This study has highlighted how economic policy instruments can play a crucial role in promoting a circular economy in the Nordic countries. It examined the role of the textile- and construction sector in the circular transition across Finland, Norway, and Sweden. The study used in-depth analysis of price elasticities to illustrate how a natural resource tax in the textile- and construction sector would affect the quantity demanded of goods made of polyester and cement. The analysis used in the study is based on linear changes which would be approximations with less validity for large changes in tax levels. In reality, both these sectors have complex value-chains that include many actors.
The results reveal that environmental taxes, such as natural resource taxes can be used to affect the markets and consumer behaviour.
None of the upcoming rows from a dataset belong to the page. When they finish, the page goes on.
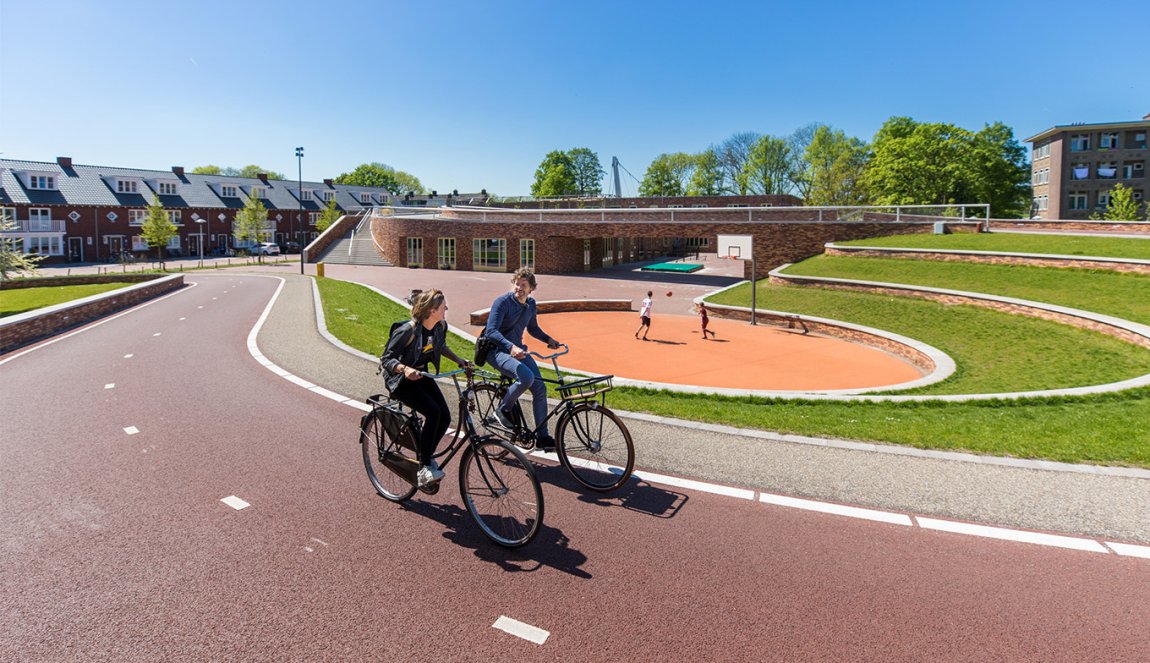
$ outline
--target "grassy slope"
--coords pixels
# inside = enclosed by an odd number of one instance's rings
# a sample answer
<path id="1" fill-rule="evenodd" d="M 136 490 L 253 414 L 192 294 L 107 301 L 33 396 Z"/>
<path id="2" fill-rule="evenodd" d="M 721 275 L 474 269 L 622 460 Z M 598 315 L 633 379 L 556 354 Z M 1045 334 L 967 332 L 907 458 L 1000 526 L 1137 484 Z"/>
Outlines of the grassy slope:
<path id="1" fill-rule="evenodd" d="M 1150 234 L 1146 236 L 1146 239 L 1137 239 L 1074 235 L 1021 235 L 1014 233 L 955 233 L 953 235 L 873 237 L 871 239 L 839 243 L 847 246 L 889 246 L 907 249 L 1052 253 L 1069 256 L 1102 256 L 1108 258 L 1150 260 Z"/>
<path id="2" fill-rule="evenodd" d="M 0 290 L 0 318 L 16 315 L 53 304 L 70 302 L 101 292 L 119 290 L 131 283 L 86 283 L 83 285 L 61 285 L 43 288 L 17 288 Z"/>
However, the findings indicate that the tax level needs to be quite high to incentivize a shift towards circular economy, thus putting some question marks on its viability as a politically feasible policy instrument. The findings also indicate that an environmental tax, such as a natural resource tax alone will not be an effective instrument in the two studied sectors. There are also difficulties in anticipating its environmental and socio-economic impacts without advanced modelling methods, as the value-chains in both studied sectors are complex.
Aspects that need to be considered when dealing with complex and often global value chains include:
the location of the production taking place throughout the value chain
the availability of sustainable substitutes
the value of the circulated material
In many cases, climate and environmental impacts can be reduced by introducing more sustainable materials and methods of production, as well as policies and regulations that promote production which eliminate pressure on water, energy, and chemicals.
A combination of economic instruments, other policy instruments and investments in resource efficient business models, is a prerequisite for achieving socially efficient higher-value material loops. For the textile sector an internalizing combination of economic instruments could be e.g., a textile import tax, consumption tax on textile products, and subsidies targeting reuse or recycling of textiles.